In all the solid phase systems described above, each solid phase used therein has a substantially uniform surface composition designed to bind to a nucleic acid of interest, in the form of a silica or silica gel surface, or in the form of a silica gel or polymer surface modified with chemical groups exhibiting anion exchanger activities. Bimodal and multimodal systems have also been developed, in which multiple columns each of which contains a solid phase modified with a different chemical group from the other columns in the system (e.g., Wheatley J. B., J. Chromatogr. (1992) 603: 273), or in which a single column is used with a single solid phase with at least two different chemical groups (e.g., U.S. Pat. No. '680; Little, E. L. et al., Anal. Chem. (1991) 63: 33). Each of the chemical groups on the surface of the solid supports in the single column or multicolumn multimodal systems is configured to bind to different materials in whatever substrate is introduced into the system. Only a few such bimodal or multimodal column chromatography systems have been developed specifically for nucleic acid isolation (see, e.g. U.S. Pat. No. 5,316,680). Surface group combinations used in such solid phase systems include reverse phase, ion exchange, size exclusion, normal phase, hydrophobic interaction, hydrophilic interaction, and affinity chromatography. Such systems are designed such that only one of the surface groups binds a target species, such as a nucleic acid, while the other surface group(s) bind to and remove one or more non-target species in a mixture.

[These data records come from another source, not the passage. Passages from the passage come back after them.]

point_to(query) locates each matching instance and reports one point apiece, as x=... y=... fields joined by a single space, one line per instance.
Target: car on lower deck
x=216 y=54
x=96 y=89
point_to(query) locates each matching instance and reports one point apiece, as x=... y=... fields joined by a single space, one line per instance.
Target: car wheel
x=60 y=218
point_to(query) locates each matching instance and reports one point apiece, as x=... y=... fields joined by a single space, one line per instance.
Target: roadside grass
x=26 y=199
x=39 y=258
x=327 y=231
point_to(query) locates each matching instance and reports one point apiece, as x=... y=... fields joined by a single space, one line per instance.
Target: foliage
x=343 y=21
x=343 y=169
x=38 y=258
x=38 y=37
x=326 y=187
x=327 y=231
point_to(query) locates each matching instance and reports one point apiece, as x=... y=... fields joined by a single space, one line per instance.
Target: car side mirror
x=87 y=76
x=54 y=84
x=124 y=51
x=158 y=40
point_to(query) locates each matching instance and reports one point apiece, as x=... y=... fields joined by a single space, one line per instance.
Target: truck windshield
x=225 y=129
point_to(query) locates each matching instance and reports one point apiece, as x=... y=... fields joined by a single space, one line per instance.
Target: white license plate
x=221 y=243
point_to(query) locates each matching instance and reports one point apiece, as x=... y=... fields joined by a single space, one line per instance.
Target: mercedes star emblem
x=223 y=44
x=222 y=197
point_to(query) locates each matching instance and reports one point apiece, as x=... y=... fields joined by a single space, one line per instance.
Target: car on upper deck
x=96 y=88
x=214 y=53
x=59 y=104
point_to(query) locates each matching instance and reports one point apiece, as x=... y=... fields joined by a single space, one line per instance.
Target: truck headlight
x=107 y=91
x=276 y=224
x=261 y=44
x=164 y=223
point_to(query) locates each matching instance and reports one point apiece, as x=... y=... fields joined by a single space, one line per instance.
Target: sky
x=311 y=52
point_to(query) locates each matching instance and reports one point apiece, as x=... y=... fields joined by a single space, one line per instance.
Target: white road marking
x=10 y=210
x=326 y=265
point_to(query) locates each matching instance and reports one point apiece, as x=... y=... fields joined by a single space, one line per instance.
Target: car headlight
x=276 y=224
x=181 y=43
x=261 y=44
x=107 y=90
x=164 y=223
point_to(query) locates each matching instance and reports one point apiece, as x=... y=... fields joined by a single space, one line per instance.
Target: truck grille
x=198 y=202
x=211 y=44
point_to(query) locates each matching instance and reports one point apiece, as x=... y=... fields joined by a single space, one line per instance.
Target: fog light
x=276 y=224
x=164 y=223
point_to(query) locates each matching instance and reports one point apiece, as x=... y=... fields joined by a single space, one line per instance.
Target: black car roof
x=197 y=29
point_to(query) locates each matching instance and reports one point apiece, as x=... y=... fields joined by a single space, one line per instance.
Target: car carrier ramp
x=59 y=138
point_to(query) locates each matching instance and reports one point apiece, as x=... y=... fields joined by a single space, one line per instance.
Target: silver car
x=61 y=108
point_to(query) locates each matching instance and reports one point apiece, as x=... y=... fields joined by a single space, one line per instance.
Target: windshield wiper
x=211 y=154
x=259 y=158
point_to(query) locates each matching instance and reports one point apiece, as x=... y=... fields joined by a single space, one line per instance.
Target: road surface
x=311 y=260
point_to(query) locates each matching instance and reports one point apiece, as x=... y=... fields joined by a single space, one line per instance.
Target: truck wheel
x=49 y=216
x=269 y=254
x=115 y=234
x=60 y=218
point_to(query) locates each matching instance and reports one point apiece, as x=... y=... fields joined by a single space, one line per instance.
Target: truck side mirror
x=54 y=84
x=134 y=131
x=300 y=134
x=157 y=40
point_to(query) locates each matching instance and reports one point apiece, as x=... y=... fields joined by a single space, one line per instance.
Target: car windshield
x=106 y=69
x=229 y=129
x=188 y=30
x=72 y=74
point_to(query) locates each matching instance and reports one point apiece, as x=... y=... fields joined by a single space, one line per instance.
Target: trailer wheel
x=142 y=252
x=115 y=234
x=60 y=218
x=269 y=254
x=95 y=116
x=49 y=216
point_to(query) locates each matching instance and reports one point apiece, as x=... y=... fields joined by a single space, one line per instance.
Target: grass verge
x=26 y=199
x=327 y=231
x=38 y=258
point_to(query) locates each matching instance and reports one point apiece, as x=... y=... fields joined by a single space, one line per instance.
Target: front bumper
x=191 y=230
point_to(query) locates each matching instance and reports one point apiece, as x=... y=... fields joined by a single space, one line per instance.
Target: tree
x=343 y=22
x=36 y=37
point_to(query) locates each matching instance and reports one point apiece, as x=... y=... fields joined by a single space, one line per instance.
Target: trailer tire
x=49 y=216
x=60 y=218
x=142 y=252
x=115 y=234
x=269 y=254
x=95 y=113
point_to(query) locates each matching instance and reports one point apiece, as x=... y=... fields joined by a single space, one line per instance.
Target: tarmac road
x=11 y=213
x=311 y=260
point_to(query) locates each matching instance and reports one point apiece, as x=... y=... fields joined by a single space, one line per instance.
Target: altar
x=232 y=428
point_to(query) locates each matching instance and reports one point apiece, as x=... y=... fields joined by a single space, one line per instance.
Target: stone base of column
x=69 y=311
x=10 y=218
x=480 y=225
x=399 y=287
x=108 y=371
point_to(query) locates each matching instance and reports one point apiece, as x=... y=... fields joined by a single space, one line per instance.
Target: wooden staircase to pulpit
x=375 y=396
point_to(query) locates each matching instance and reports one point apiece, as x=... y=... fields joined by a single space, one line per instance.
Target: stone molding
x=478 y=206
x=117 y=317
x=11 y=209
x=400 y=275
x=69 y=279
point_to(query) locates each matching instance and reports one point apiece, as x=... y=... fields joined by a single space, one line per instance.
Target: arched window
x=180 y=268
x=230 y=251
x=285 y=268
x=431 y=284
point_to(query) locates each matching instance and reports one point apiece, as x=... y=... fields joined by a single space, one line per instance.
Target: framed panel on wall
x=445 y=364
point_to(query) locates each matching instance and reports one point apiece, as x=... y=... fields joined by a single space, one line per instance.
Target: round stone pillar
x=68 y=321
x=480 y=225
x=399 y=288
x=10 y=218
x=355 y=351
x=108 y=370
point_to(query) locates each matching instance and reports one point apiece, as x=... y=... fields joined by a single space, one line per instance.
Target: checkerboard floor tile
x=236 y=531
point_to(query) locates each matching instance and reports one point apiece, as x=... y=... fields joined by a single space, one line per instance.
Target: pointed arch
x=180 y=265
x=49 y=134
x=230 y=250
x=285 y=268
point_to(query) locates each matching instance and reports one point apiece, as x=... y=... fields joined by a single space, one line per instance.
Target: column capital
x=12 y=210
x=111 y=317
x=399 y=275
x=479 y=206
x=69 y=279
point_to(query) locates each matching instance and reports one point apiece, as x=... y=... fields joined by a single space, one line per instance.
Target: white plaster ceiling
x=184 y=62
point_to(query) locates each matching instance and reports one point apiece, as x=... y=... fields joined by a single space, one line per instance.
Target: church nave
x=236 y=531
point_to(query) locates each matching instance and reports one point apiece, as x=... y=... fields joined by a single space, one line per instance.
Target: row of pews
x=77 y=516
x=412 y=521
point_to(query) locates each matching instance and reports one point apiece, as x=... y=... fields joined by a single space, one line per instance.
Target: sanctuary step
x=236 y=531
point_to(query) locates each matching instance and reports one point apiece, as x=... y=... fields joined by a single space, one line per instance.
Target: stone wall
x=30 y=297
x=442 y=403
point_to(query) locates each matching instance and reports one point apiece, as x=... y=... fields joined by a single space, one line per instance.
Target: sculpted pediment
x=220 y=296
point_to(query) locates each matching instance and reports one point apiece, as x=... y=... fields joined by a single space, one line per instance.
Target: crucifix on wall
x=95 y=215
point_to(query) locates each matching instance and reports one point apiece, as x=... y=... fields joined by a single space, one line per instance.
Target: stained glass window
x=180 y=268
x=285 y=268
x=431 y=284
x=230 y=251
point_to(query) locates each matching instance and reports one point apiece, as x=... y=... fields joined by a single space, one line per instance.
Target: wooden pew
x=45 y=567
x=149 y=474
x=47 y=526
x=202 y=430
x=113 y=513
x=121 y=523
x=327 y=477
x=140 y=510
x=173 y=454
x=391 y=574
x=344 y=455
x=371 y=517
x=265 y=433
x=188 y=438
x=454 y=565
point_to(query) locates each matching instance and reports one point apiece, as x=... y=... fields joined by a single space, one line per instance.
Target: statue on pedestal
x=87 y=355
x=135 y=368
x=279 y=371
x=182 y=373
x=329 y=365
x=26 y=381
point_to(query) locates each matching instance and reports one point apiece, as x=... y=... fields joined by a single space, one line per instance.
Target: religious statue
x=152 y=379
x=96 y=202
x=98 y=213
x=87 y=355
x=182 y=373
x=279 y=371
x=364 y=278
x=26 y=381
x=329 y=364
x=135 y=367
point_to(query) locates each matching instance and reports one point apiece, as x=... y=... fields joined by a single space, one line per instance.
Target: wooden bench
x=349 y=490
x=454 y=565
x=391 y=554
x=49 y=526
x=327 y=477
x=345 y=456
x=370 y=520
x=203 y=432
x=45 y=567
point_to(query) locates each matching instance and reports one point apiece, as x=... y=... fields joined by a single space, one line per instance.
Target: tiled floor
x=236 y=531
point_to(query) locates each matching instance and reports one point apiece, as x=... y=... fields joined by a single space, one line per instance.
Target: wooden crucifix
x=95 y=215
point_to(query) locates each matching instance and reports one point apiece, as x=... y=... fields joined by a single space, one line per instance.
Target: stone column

The bimodal and multimodal systems are far from simple, efficient alternatives to conventional organic or resin methods of nucleic acid isolation described above. Multi-column systems are inherently complex to run, as each column has requires a unique set of mobile phase conditions to bind and/or release the desired target or non-target species bound to the stationary solid phase of the system. Non-target species tend to block adjacent functional groups configured to bind to the target species, thus adversely affecting overall yield. Also, all the bimodal or multimodal systems are only designed to separate a target species from other species for which functional groups have affinity.
Materials and methods are needed which can quickly, safely, and efficiently isolate target nucleic acids which are sufficiently free of contaminants, particularly endotoxins, to be used in molecular biology procedures. The present invention addresses the need for materials and methods which provide a rapid and efficient means for isolating target nucleic acids from any mixture of target nucleic acids and contaminants, including lysates of gram-negative bacteria, thereby providing purified nucleic acids which can be used in a variety of biological applications, including transfection of cultured cells and in vivo administration of nucleic acids to organisms.